In general, when you think of Steven Spielberg, there are 3 types of films that come to mind: there are his adventure films (“Indiana Jones”, “Jurassic Park”), there are his history films (“Schindler’s List”, “Saving Private Ryan”) and there are his child wonderment films (“E.T.”, “Hook”). Lately, Spielberg has focused on the history films with “War Horse”, “The Post” and “Lincoln.” But he has occasionally dabbled into the realms of child wonderment with “The BFG” and now “Ready Player One”, neither of which, unfortunately, prove themselves worthy of his pedigree.
Based off the book by Ernest Cline, the film follows Wade aka Parzival (Tye Sheridan), a video gamer in the OASIS game, a virtual world seemingly more popular than reality. When creator James Halliday (Mark Rylance) dies, he reveals he has left several clues behind and the user who solves his Easter Eggs will win his fortune. Wade, along with friend Aech (Lena Waithe), meets the mysterious Art3mis (Olivia Cooke) and rushes to uncover the mystery before the giant corporation Innovative Online Industries (IOI), run by Sorrento (Ben Mendelsohn), wins the race and privatizes the OASIS. Their journey takes them through digital representations of “Godzilla”, “The Iron Giant”, “The Shining” and many other franchises.
The film feels substandard on almost every level with a plot that could be programed into an algorithm.
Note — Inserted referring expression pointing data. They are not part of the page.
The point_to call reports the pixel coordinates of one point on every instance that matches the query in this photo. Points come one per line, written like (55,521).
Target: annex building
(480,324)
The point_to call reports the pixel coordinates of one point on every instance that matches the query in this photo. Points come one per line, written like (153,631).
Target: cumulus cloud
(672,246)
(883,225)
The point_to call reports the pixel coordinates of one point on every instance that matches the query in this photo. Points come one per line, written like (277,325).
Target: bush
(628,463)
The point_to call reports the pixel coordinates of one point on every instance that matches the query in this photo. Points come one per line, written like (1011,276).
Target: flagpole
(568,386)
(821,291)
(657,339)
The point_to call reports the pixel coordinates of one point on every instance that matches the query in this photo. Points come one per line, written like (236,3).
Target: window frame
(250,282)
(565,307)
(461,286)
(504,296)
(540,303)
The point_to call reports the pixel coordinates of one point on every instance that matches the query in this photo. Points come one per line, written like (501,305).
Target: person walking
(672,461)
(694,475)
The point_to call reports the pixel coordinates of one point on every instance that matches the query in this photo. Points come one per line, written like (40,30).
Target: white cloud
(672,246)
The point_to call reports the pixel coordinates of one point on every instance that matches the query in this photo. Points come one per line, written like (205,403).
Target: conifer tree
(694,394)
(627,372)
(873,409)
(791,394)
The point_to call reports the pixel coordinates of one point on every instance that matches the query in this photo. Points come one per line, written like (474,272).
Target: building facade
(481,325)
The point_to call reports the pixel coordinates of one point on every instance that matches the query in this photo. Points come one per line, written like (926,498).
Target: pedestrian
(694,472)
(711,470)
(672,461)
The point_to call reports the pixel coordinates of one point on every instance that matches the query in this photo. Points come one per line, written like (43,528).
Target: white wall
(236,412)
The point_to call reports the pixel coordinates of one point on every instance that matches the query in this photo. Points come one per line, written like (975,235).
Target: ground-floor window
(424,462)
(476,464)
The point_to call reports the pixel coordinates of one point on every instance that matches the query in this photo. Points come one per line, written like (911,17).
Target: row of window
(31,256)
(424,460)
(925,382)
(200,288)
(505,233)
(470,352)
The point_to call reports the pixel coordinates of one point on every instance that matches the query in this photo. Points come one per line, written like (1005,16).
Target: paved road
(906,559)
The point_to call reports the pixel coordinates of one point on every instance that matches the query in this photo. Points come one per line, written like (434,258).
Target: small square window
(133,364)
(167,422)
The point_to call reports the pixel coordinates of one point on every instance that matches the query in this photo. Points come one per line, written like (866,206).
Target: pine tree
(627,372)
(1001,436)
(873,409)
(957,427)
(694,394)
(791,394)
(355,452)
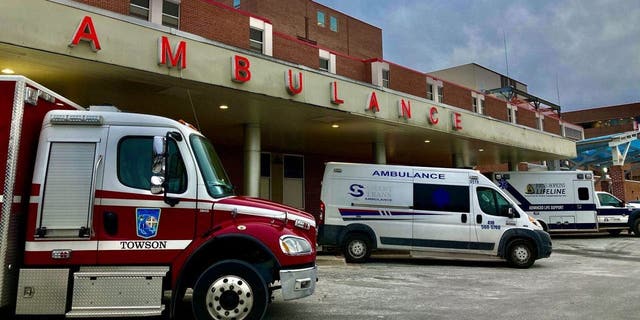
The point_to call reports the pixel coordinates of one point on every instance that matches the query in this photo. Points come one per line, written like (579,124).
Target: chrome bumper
(298,283)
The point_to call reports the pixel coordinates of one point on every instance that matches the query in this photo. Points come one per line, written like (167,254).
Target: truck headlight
(295,246)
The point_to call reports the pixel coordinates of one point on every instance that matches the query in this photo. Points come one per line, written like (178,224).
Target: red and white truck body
(112,214)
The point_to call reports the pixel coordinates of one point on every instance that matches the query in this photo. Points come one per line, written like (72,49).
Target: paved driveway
(587,277)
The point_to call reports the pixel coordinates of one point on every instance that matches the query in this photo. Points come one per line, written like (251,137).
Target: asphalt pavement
(593,276)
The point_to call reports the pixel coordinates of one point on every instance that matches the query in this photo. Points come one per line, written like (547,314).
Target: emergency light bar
(81,119)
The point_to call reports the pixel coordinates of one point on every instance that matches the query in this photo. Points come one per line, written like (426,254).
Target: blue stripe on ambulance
(430,243)
(364,214)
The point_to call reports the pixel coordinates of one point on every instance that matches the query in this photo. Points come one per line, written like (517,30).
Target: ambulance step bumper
(116,312)
(132,291)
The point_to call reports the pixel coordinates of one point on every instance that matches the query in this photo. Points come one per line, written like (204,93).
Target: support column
(252,159)
(380,152)
(617,181)
(461,160)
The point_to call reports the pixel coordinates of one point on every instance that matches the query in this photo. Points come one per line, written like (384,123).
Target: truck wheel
(357,248)
(520,254)
(615,232)
(636,227)
(230,289)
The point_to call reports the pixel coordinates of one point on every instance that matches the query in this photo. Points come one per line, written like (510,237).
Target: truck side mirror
(159,165)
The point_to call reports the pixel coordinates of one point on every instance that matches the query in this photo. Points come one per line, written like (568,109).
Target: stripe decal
(261,212)
(183,204)
(46,246)
(443,244)
(349,214)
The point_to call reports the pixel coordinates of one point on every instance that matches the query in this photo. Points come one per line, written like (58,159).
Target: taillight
(321,213)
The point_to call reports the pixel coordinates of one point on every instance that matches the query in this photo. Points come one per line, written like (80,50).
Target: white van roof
(402,173)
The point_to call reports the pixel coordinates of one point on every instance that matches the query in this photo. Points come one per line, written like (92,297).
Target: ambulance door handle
(110,220)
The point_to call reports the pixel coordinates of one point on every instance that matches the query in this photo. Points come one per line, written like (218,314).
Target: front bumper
(298,283)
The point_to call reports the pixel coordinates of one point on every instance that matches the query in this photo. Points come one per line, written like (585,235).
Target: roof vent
(105,108)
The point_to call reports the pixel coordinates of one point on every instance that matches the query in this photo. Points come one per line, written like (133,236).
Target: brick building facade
(302,28)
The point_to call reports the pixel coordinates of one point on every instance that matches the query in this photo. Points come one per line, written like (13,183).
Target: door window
(492,203)
(135,160)
(609,200)
(435,197)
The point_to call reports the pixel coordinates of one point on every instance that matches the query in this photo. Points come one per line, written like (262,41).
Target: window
(609,200)
(492,203)
(512,113)
(333,24)
(540,122)
(265,164)
(255,39)
(385,78)
(429,91)
(170,14)
(134,165)
(435,197)
(324,64)
(583,193)
(293,166)
(507,82)
(213,174)
(321,19)
(477,101)
(139,9)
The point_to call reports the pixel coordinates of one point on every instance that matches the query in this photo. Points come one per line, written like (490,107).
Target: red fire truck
(109,214)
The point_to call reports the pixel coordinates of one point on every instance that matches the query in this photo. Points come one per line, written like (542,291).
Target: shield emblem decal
(148,222)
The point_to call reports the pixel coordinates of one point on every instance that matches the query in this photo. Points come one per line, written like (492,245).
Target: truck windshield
(215,179)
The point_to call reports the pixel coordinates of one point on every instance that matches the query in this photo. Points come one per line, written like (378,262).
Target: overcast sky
(588,49)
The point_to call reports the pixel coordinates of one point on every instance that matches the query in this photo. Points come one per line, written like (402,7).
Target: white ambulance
(565,201)
(431,212)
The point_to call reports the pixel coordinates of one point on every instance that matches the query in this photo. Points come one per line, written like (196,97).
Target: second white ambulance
(432,212)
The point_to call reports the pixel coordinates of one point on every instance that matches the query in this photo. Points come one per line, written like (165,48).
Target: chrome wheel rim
(229,297)
(357,248)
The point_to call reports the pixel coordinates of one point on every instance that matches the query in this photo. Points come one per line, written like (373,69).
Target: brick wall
(119,6)
(407,80)
(526,118)
(350,68)
(296,52)
(495,108)
(604,131)
(552,125)
(298,19)
(215,22)
(364,40)
(631,190)
(605,113)
(456,96)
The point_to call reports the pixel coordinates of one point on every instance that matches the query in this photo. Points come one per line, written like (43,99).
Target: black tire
(520,254)
(356,248)
(615,232)
(636,227)
(230,289)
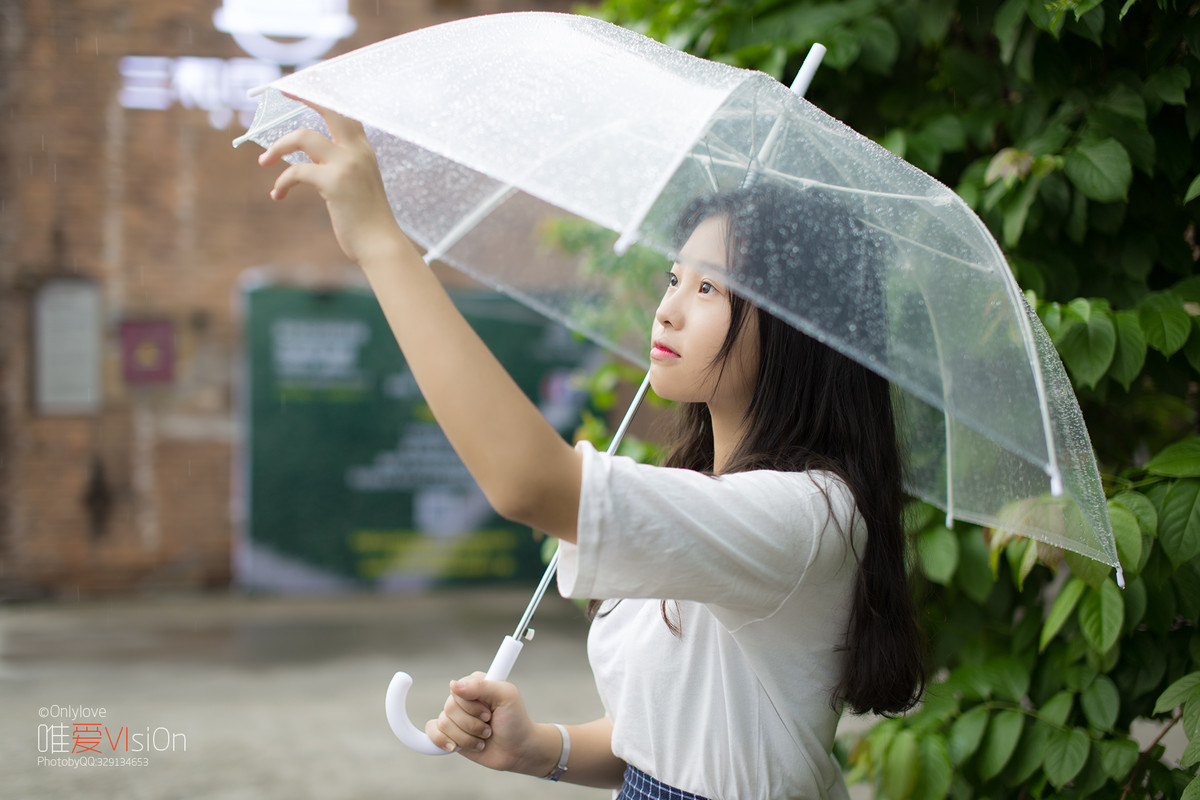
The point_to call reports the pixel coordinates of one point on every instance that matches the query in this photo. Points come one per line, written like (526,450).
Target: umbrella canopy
(504,140)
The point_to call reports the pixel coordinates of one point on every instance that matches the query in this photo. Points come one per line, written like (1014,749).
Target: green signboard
(347,480)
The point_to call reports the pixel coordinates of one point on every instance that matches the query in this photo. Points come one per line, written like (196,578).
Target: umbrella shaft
(552,567)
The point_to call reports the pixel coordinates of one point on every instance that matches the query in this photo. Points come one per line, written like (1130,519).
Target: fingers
(292,176)
(463,723)
(319,149)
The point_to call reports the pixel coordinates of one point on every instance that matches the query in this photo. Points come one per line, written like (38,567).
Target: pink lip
(660,350)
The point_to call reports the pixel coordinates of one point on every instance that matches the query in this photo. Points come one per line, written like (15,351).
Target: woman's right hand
(345,173)
(487,722)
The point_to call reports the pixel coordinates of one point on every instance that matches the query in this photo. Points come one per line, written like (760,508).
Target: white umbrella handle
(396,699)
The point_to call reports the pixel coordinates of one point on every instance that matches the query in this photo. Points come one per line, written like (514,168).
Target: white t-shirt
(762,573)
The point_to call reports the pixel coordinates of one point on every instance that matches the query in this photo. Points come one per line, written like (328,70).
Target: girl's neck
(727,432)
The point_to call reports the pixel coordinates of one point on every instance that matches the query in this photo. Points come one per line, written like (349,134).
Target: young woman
(756,584)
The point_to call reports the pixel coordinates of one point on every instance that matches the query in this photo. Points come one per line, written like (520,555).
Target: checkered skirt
(640,786)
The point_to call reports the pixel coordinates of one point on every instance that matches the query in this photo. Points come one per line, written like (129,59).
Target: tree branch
(1145,753)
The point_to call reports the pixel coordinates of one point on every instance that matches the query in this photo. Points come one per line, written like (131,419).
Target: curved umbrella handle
(395,702)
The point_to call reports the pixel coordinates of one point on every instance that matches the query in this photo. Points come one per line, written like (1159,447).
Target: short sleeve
(741,541)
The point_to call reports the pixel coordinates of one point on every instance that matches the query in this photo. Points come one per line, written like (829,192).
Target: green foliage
(1071,127)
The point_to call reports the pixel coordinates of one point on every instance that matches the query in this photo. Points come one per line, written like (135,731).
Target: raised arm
(528,473)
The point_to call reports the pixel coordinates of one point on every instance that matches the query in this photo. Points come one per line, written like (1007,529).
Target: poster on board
(347,481)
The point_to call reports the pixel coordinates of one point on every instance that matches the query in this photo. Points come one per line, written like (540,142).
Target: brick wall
(165,216)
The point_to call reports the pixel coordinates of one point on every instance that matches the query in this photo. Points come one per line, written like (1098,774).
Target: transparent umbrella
(511,144)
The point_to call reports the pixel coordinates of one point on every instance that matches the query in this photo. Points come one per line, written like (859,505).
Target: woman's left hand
(345,173)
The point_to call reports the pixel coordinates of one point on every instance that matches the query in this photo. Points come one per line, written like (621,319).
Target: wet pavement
(267,697)
(246,697)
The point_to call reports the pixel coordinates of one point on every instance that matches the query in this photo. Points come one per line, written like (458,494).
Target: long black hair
(816,409)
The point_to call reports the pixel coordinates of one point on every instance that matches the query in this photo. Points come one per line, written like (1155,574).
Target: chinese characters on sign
(220,86)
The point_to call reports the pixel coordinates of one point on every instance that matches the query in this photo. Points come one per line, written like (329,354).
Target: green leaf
(1129,356)
(1090,571)
(1003,732)
(1008,677)
(1191,755)
(1101,703)
(1192,720)
(1056,710)
(1180,459)
(1193,190)
(1170,85)
(1066,753)
(900,774)
(973,575)
(939,551)
(966,733)
(936,773)
(1117,757)
(1017,210)
(1192,347)
(1164,322)
(1179,692)
(1141,507)
(1087,344)
(1030,753)
(1101,169)
(1060,609)
(1179,521)
(1128,536)
(1101,615)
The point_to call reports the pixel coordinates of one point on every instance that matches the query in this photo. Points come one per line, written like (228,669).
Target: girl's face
(690,326)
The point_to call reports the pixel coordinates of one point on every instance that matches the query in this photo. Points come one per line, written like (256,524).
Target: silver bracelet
(557,773)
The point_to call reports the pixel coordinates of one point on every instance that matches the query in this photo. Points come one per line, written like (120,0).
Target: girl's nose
(667,313)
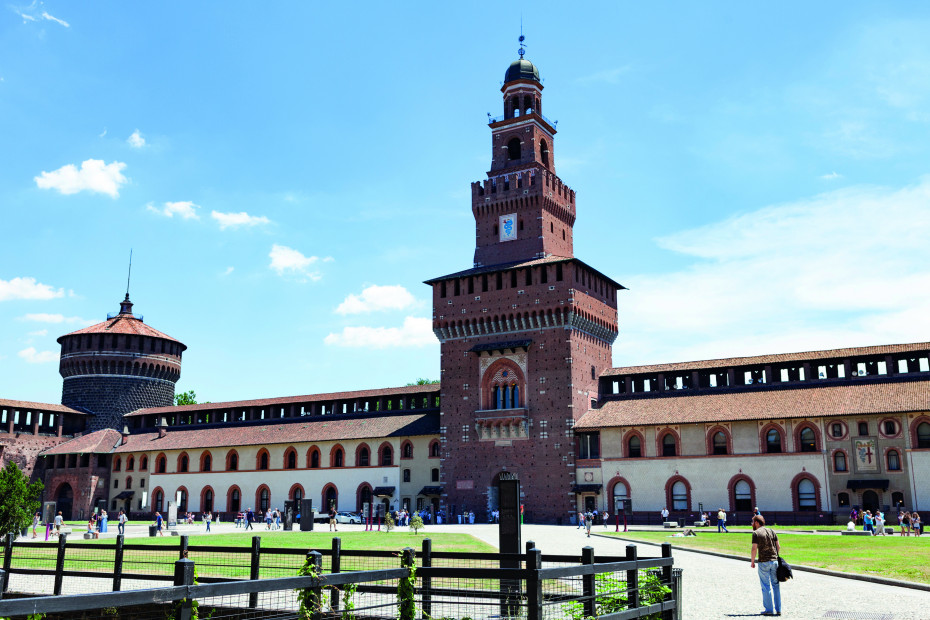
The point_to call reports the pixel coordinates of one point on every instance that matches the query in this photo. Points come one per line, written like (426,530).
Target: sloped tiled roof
(123,324)
(31,406)
(761,404)
(98,442)
(287,400)
(319,428)
(769,359)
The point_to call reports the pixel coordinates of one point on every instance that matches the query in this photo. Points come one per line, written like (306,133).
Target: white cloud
(415,332)
(846,268)
(94,176)
(43,317)
(376,299)
(27,288)
(52,18)
(234,220)
(135,140)
(38,357)
(184,209)
(288,260)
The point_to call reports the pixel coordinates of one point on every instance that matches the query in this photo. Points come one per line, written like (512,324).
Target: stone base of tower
(109,397)
(545,481)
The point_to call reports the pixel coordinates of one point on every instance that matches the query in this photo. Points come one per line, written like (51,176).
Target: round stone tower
(118,366)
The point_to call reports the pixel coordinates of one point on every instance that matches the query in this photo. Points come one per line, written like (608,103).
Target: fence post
(587,582)
(632,579)
(60,564)
(316,560)
(7,561)
(118,563)
(254,568)
(335,567)
(406,592)
(184,576)
(426,583)
(533,585)
(667,578)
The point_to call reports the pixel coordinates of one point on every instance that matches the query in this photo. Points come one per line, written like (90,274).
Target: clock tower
(526,331)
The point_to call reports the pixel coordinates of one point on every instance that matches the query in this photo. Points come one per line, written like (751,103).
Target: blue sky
(288,175)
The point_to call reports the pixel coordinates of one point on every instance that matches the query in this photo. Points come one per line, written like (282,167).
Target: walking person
(765,546)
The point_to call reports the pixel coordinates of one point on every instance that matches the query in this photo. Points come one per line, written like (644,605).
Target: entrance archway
(870,501)
(64,501)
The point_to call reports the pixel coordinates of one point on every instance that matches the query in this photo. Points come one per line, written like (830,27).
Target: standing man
(765,545)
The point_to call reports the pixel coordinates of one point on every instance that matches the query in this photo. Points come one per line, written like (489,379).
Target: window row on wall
(772,439)
(313,458)
(235,499)
(741,491)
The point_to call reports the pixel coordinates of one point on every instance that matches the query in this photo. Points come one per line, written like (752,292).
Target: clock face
(508,227)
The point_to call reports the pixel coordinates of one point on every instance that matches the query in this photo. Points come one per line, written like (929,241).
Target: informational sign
(866,455)
(508,227)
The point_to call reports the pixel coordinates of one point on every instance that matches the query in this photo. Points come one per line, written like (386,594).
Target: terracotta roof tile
(123,324)
(98,442)
(320,428)
(762,404)
(287,400)
(27,404)
(769,359)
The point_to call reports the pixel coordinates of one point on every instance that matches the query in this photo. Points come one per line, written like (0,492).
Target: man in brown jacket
(765,547)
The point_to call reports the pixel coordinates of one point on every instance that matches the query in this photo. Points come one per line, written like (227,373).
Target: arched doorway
(64,501)
(870,501)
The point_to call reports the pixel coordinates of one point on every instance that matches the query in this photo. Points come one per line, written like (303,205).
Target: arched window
(669,445)
(742,496)
(807,495)
(808,440)
(773,442)
(679,496)
(894,460)
(923,435)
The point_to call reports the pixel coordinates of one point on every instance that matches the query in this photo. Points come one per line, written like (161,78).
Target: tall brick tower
(525,332)
(118,366)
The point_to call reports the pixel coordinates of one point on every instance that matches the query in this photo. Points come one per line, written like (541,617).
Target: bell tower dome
(118,366)
(522,211)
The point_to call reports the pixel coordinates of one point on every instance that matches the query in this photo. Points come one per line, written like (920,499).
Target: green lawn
(895,557)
Open with voiceover. Introduce male protagonist. Introduce love story. Introduce black best friend. Open mystery. Action scene. Rise in plot. On and on. It’s all so boring as to be insulting. There is literally nothing innovative or clever about it, the climax a giant CGI mess that drowns out even the most patient viewer.
The problem here is actually Spielberg. In the hands of a different director, someone younger perhaps, fresher, more eager to prove themselves, there could have been a sleek, interesting gamer film that broke the rules rather than ran with them. Spielberg is simply not the same man that he was in the 1980s. He’s older now, with a different view of the world and a more nuanced approach to filmmaking. He’s trying to harken back to his younger self with fare like this, but it’s just not him anymore. Nostalgia is a weakness that degrades strong storytelling, and “Ready Player One” has it in spades.